In the beginning, the universe began. All points expanded away from all other points in an unimaginably colossal explosion. It was everywhere hot. Naked particles careened and collided through dense-packed space, barely moving a billionth of an inch before running into its neighbor.
But soon the universe began to cool. Particles began sticking to one another and quickly the universe became transparent. It expanded still until a relatively weak force, gravity, pulled these collections of particles and forged them into new particles. The first stars were born.
These stars also were pulled together by gravity into great clouds, spinning, orbiting each other, in various shapes such as spirals and spheroids. The first galaxies had formed. After a few billion years and generations of stars formed, grew up, and exploded in supernova, the heavy elements began building up in the universe. Eventually, newly formed stars would have curious companions along with them: planets, formed out of this heavier material.

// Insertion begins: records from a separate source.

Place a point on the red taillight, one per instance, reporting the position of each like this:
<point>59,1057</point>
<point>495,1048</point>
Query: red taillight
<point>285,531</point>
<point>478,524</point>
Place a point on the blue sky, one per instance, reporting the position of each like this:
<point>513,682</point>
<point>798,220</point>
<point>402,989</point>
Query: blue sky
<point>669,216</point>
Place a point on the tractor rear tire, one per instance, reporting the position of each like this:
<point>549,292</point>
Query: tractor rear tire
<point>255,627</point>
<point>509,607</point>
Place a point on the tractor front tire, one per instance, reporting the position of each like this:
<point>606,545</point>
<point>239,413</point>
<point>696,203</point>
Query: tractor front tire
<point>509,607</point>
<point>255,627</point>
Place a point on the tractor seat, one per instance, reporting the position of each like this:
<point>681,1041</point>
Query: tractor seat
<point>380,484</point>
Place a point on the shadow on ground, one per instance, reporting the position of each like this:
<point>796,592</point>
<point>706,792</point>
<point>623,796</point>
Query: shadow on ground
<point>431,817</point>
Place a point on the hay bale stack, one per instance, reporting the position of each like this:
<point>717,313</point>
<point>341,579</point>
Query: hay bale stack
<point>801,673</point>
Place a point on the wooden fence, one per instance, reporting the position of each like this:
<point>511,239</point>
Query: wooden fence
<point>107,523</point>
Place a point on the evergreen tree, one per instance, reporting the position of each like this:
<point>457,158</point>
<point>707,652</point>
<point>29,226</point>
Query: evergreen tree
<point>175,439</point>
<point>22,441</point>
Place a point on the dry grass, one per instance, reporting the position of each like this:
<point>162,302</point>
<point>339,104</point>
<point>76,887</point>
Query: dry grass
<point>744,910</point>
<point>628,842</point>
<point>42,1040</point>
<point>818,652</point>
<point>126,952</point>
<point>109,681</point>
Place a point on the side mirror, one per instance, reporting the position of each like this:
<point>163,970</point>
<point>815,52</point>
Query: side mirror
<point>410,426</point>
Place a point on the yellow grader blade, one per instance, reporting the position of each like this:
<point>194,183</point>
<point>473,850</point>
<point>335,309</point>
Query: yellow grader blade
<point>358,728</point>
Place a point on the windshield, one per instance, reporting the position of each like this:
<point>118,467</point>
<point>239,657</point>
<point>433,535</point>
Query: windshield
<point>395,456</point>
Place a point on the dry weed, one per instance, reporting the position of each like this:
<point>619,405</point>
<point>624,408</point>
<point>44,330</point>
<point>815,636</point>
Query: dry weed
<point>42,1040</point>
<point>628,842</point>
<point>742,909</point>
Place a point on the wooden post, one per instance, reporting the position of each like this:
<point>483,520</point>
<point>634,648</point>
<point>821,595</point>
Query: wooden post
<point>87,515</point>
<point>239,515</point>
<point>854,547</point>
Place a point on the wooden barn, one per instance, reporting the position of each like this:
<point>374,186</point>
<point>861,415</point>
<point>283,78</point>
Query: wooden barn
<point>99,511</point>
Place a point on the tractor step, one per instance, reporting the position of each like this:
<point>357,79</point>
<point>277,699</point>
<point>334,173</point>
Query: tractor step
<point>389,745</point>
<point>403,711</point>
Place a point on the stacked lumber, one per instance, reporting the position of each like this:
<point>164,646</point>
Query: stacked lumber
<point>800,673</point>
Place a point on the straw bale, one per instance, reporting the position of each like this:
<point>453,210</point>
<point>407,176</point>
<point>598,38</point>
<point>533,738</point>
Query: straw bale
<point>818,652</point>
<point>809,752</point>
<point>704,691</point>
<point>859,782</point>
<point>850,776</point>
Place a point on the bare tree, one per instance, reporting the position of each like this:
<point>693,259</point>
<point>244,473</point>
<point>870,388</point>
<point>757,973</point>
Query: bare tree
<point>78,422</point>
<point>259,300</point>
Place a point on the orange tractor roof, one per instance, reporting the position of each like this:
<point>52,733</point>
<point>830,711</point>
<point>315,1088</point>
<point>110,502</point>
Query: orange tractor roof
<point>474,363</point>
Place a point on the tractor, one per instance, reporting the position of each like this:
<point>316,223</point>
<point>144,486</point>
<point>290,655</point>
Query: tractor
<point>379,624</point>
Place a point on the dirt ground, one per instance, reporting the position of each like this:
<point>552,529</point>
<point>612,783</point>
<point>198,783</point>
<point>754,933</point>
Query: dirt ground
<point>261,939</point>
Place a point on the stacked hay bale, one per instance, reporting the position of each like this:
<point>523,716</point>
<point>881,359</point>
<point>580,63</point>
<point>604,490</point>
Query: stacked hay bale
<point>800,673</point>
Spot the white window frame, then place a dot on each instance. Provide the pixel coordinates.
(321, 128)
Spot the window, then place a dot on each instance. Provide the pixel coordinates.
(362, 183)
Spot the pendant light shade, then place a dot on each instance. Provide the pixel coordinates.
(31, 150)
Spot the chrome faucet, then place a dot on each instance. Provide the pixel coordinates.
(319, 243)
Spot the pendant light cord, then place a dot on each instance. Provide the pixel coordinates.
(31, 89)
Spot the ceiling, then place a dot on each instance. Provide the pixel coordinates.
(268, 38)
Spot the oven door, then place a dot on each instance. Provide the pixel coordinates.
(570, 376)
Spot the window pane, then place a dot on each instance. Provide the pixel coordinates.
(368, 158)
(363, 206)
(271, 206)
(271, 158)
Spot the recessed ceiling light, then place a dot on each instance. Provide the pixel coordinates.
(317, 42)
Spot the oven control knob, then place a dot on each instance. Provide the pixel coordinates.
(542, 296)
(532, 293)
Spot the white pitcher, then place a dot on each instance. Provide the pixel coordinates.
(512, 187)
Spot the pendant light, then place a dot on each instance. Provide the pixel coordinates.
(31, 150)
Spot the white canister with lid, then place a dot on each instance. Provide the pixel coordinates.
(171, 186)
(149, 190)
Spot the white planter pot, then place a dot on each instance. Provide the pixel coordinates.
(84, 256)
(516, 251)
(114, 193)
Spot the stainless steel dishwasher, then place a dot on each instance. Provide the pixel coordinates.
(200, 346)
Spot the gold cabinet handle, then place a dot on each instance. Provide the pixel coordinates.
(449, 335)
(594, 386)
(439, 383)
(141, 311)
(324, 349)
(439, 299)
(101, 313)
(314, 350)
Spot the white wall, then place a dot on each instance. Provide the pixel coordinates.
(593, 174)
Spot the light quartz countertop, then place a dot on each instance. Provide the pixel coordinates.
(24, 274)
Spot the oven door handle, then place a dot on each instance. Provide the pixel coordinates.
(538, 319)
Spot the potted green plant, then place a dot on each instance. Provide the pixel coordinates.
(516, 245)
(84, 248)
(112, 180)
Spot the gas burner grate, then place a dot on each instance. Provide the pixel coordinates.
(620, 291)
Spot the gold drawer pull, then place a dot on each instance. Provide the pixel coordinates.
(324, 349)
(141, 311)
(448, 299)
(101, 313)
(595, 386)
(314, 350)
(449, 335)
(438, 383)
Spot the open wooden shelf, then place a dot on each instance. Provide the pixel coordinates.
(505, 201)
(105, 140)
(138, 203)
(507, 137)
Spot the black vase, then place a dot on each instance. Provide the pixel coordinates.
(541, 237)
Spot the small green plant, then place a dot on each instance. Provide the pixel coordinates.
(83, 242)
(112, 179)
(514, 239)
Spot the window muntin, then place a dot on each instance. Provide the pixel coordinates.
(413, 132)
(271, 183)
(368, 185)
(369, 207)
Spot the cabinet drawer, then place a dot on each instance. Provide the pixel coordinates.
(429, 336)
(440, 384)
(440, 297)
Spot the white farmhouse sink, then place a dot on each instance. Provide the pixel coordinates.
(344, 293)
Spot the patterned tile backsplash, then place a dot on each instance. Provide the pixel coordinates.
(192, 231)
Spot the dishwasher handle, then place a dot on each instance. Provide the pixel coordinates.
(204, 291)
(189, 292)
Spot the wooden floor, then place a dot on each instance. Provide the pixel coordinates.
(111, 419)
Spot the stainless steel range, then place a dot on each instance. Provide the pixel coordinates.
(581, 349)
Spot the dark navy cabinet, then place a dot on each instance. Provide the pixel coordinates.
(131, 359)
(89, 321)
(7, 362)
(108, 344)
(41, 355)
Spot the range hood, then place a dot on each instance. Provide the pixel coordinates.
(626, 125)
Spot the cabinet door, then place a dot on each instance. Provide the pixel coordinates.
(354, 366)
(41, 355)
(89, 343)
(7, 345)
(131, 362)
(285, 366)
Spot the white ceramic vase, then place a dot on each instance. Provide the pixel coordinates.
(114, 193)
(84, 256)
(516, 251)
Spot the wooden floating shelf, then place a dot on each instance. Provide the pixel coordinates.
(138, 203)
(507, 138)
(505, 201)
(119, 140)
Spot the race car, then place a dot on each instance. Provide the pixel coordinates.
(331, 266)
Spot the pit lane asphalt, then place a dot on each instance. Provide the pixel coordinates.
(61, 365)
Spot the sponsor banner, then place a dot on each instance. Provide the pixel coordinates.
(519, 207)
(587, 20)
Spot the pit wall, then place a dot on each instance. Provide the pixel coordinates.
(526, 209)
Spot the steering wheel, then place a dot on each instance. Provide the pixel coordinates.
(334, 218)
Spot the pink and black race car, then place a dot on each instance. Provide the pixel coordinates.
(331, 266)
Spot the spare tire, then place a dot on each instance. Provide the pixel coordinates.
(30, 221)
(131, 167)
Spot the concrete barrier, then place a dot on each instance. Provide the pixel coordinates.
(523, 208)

These planets circled their respective star, occasionally being tossed out into interstellar space or nudged into their parent stars by unruly bigger brothers. On rare occasions, they even collided, smashing their contents and filling the local space with debris.
On many of these planets another unusual form of matter arose out of the heavy elements: life. This life had many different forms and nearly just as many beginnings, but all were in essence the same: a self-replicating, negative entropy phenomenon, an apparent rebellion against the laws of thermodynamics.
But this life by and large was merely a local curiosity. It did little beyond float, swimming, flying, or crawling around its native planet. It wholly reconfigured the faces of their planets, but still remained confined there, trapped by the pull of gravity and the harsh environment of space. When their local star died, they too also died.
On one planet, however, orbiting a yellow dwarf star almost indistinguishable from any other, a special kind of life developed. This life had the means to get off their world and into space. This life could figure out how the universe operated, and used that knowledge to better its own existence. This life called itself humanity.
Not that anything was special about this particular planet to allow the development of humanity. The emergence of intelligent life could have happened anywhere. It just happened to have evolved here first. A random roll of the dice that, by chance, smiled on these fortunate creatures.
The development of this type of life progressed swiftly. As soon as it learned to walk, it ran. As soon as it learned to jump, it flew. As soon as it discovered fire, it lit the machinery that carried it to the heavens. And as soon as it learned the true nature of its own existence it moved beyond it, into post-biology.
These new members of humanity were no longer made of the same material that had made their predecessors. They were stronger, more durable, and ultimately indestructible. And they lived in worlds of their own creations, simulations in which they were gods.
In the middle of the era that humanity called the 21st century, they became immortal in this way, or as immortal as one could get given the laws of physics. They realized that the resources of the universe, no matter how vast, were finite and their own survival depended on the acquisition of these resources.
So they launched into space and in doing so forever transformed the universe. They deconstructed their own solar system and reformed it into a giant hollow sphere to collect every drop of raw energy and store it for later use. They then realized that the entire universe was running through its energy reserves far too quickly for them and they sent out automated servants to colonize and exploit the resources of their whole galaxy. The galaxy itself grew dim. The light of a hundred billion stars no longer radiated wastefully into empty space, but was captured and stored, frozen in blocks of matter and antimatter and hurled towards the small sector of space where humanity still called its home.
But the galaxy itself was not enough. Billions more galaxies lay beyond in the void of intergalactic space. So humanity sent its robotic servants there as well, colonizing and enclosing countless trillions upon trillions of stars, distilling their photonic essence and shipping it back home across the millions of light-years.
Eventually, the entire universe was dark. Not a single photon was wasted, and humanity remained living in it small sector of space, enjoying its mastery of the universe. After trillions of years, the stars themselves wound down and the enormous galactic power plants which gave them their store of energy were switched off.
But it was not yet time for humanity’s time to go. No, for its life had barely begun. For quadrillions of years, quintillions of years, humanity remained in its simulated paradise, slowly feeding off their enormous store of energy. They would occasionally find and colonize coalescing black holes, bleeding off their enormous store of rotational energy, but it was merely a stop-gap until their reserves ran out.
Eventually it would run out, the laws of physics demanded that. As humanity lived on even the particles that they had stored their vast wealth of energy began decaying. Protons spontaneously transmuted into positrons and gamma-rays, the probabilistic nature of quantum mechanics magnified over trillion trillion trillion years.
And at last humanity would take its last breath, having essentially become the universe itself, and passed on as everything else had.
But the universe itself continued in unconscious slumber. It would never end. It would expand beyond measure, until perhaps one day the process started over again.